In [1]:
from torch import nn
from bound_propagation import BoundModelFactory, HyperRectangle
import torch

class NNDM(nn.Sequential):
    def __init__(self):
        super(NNDM, self).__init__(
            nn.Linear(5, 64),
            nn.Tanh(),
            nn.Linear(64, 64),
            nn.Tanh(),
            nn.Linear(64, 32),
            nn.Tanh(),
            nn.Linear(32, 32),
            nn.Tanh(),
            nn.Linear(32, 16),
            nn.Tanh(),
            nn.Linear(16, 4)
        )

    def forward(self, x):
        out = super().forward(x)
        return out + x[:,:4]

net = NNDM()

factory = BoundModelFactory()
net = factory.build(net)

In [2]:
x = torch.rand(1, 5)
epsilon = 0.1
input_bounds = HyperRectangle.from_eps(x, epsilon)

crown_bounds = net.crown(input_bounds)
crown_ibp_bounds = net.crown_ibp(input_bounds)

alpha_crown_bounds = net.crown(input_bounds, alpha=True)
alpha_crown_ibp_bounds = net.crown_ibp(input_bounds, alpha=True)

In [3]:
print("Final lower bounds: ", crown_bounds.lower[1])

Final lower bounds:  tensor([[ 0.3256, -0.2088, -0.1270, -0.2015]], grad_fn=<AddBackward0>)


In [4]:
def get_bounds(model, state, action_space_partition, epsilon):
    """
    model: Pytorch neural network initialised with BoundModelFactory
        - model input size: [state_dimensionality + action_dimensionality]
        - model output size: [state_dimensionality]
    state: Tensor with shape [state_dimensionality]
    action_space_partition: Tensor with shape: [action_options] -> in future: [action_dimensionality, action_partition]
    epsilon: Perturbation radius for input bounds
    ---
    output: [action_options, 2, state_dimensionality] (2: upperbound & lowerbound)
    """
    result = []

    for action in action_space_partition:
        state_action = torch.cat((state, action.unsqueeze(0))).view(1, 5)
        input_bounds = HyperRectangle.from_eps(state_action, epsilon)
        crown_bounds = model.crown(input_bounds)

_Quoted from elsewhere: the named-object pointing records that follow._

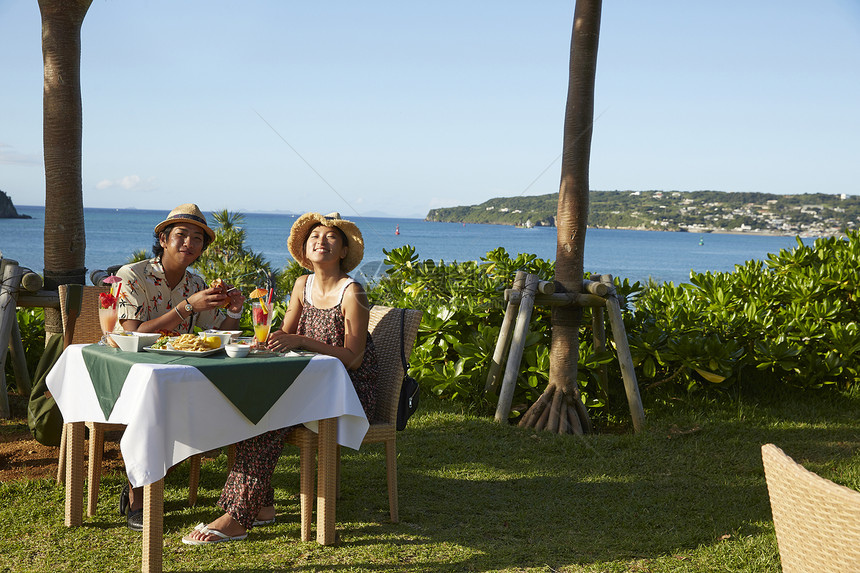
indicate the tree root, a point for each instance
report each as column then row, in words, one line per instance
column 558, row 411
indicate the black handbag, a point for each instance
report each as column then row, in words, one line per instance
column 409, row 390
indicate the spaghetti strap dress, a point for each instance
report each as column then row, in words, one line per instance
column 328, row 326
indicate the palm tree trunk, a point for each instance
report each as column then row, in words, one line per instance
column 560, row 408
column 64, row 239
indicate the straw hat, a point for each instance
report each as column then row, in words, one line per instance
column 187, row 213
column 302, row 226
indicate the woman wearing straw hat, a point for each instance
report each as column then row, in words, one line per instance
column 328, row 313
column 161, row 294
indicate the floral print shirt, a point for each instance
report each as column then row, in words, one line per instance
column 145, row 295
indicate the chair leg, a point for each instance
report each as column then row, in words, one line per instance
column 231, row 457
column 94, row 474
column 391, row 466
column 61, row 460
column 307, row 463
column 193, row 479
column 337, row 473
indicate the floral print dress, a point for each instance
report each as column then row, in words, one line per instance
column 328, row 326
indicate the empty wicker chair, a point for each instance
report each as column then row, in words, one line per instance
column 385, row 328
column 817, row 522
column 86, row 329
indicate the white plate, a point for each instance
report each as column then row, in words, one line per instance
column 300, row 353
column 183, row 352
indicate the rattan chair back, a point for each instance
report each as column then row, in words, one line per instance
column 87, row 327
column 384, row 327
column 817, row 522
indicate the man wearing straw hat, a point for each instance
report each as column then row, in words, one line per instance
column 161, row 294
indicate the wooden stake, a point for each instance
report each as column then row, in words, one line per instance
column 10, row 280
column 598, row 330
column 504, row 336
column 506, row 395
column 628, row 373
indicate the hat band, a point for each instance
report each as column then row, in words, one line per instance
column 200, row 220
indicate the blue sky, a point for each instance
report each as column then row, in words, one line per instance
column 398, row 107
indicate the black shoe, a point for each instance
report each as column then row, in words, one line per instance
column 123, row 500
column 134, row 519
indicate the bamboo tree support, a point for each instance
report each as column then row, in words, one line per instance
column 598, row 337
column 504, row 336
column 10, row 280
column 599, row 294
column 509, row 382
column 628, row 373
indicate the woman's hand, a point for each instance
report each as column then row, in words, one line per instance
column 280, row 341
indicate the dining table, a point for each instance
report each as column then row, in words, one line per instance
column 175, row 405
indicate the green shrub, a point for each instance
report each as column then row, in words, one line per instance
column 31, row 323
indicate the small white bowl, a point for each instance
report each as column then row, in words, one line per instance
column 234, row 334
column 133, row 341
column 225, row 336
column 237, row 350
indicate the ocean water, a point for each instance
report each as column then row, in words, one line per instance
column 113, row 235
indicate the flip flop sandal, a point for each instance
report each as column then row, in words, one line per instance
column 219, row 537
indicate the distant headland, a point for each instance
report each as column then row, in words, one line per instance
column 809, row 214
column 7, row 209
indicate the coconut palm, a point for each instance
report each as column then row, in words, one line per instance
column 65, row 240
column 566, row 412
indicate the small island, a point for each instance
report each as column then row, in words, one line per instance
column 810, row 214
column 7, row 209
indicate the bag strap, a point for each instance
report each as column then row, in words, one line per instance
column 74, row 301
column 402, row 342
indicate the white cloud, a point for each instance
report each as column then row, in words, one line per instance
column 127, row 183
column 8, row 156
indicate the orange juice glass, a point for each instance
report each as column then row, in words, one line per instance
column 261, row 317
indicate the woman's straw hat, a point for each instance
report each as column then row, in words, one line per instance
column 303, row 225
column 187, row 213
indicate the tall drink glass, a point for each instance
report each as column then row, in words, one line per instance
column 261, row 316
column 107, row 320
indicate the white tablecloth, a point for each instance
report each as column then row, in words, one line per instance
column 173, row 411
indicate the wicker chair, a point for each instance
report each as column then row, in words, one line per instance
column 817, row 522
column 87, row 329
column 385, row 329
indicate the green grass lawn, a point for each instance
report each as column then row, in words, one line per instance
column 686, row 495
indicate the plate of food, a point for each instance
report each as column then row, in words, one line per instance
column 184, row 345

        # Assuming the output dimension of the model is state_dimensionality
        lower_bound = crown_bounds.lower[0].unsqueeze(0)
        upper_bound = crown_bounds.upper[0].unsqueeze(0)

        result.append(torch.cat((lower_bound, upper_bound), dim=0))

    return torch.stack(result, dim=0)

In [7]:
import numpy as np

carpole_data = np.load('Cartpole_data.npy')
state = torch.Tensor(carpole_data[0, :4])
action_space = torch.Tensor([0, 1])
bounds_for_all_actions = get_bounds(net, state, action_space, 0.1)

In [9]:
desired_action_index = 0

guaranteed_next_state_set = bounds_for_all_actions[desired_action_index, :, :]
guaranteed_next_state_set

tensor([[[[-0.0031, -0.0158, -0.0013,  0.0196, -0.0068],
          [ 0.0120,  0.0188, -0.0001,  0.0222, -0.0045],
          [ 0.0012, -0.0014,  0.0071,  0.0035, -0.0011],
          [ 0.0033,  0.0264, -0.0149,  0.0342, -0.0054]]],


        [[[-0.0031, -0.0160, -0.0014,  0.0196, -0.0068],
          [ 0.0119,  0.0188, -0.0002,  0.0222, -0.0047],
          [ 0.0011, -0.0014,  0.0070,  0.0036, -0.0010],
          [ 0.0034,  0.0264, -0.0151,  0.0340, -0.0055]]]],
       grad_fn=<SliceBackward0>)

In [10]:
import torch.nn.functional as F

class DQN(nn.Module):

    def __init__(self, n_observations, n_actions):
        super(DQN, self).__init__()
        self.layer1 = nn.Linear(n_observations, 128)
        self.layer2 = nn.Linear(128, 128)
        self.layer3 = nn.Linear(128, n_actions)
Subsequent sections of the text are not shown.